Metáfora sobre la lucha año tras año del propio Waters contra el sistema industrial, Hairspray ahora se representa en las escuelas secundarias de Estados Unidos. “Pensé que la gorda y el trans habían ganado” –recuerda Waters- “Pero no. Me equivoqué, porque ahora las escuelas no pueden discriminar a los estudiantes que desean trabajar en teatro. La corrección política –por la que yo luché en transformar en los 60 y 70- ahora es moneda corriente y ya no debe extrañar encontrar a una chica flaca y negra interpretando a Tracy, pero le cambian el sentido a toda la película“. Waters sigue siendo un marginal. Su lugar seguro donde no necesitaba justificar su narración pasó a ser un lugar común al que él no logra adaptarse.

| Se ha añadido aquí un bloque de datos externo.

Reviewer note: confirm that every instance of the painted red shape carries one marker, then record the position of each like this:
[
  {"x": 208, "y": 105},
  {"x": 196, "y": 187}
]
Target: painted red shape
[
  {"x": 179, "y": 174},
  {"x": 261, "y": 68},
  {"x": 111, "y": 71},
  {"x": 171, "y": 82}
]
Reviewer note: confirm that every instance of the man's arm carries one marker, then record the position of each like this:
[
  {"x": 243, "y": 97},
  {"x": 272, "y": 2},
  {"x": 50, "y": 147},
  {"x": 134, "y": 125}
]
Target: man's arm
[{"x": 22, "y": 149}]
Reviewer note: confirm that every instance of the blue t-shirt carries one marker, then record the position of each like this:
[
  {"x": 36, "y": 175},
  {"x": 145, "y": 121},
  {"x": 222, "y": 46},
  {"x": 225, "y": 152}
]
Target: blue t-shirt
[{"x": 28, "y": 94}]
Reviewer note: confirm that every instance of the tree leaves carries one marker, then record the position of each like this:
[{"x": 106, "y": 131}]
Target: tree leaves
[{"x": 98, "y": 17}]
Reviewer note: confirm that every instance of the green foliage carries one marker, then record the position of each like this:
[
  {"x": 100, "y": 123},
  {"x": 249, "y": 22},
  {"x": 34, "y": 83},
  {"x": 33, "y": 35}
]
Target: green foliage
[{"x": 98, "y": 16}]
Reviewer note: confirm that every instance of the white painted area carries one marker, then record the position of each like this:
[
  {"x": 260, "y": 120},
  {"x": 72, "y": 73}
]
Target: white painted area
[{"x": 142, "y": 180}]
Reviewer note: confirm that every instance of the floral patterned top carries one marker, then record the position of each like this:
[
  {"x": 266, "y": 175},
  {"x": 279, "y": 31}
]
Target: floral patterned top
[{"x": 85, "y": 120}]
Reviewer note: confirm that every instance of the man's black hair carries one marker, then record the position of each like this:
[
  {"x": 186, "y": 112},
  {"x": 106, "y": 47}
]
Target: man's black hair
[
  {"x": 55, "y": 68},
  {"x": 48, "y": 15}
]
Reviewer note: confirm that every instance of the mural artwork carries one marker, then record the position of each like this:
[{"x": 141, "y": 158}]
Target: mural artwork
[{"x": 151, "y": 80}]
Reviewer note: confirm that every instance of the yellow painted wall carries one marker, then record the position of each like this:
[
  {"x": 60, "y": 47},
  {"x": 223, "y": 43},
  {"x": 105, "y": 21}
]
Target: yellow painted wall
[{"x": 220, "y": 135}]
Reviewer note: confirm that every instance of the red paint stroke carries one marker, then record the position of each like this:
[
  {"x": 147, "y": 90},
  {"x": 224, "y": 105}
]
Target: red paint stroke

Cuando terminaron las proyecciones, ya no me sentía tan marginal. Conocer gente que atravesó situaciones similares, me dio a pensar que quizás llegó el momento de reconocer que la marginalidad es simplemente una etapa de la vida. Que ya no importa cuándo, cómo, por qué y dónde ver las películas mientras que se vean, donde sea. Y si no se ven, bueno, mala suerte. Habrá que esperar al BAFICI 2019.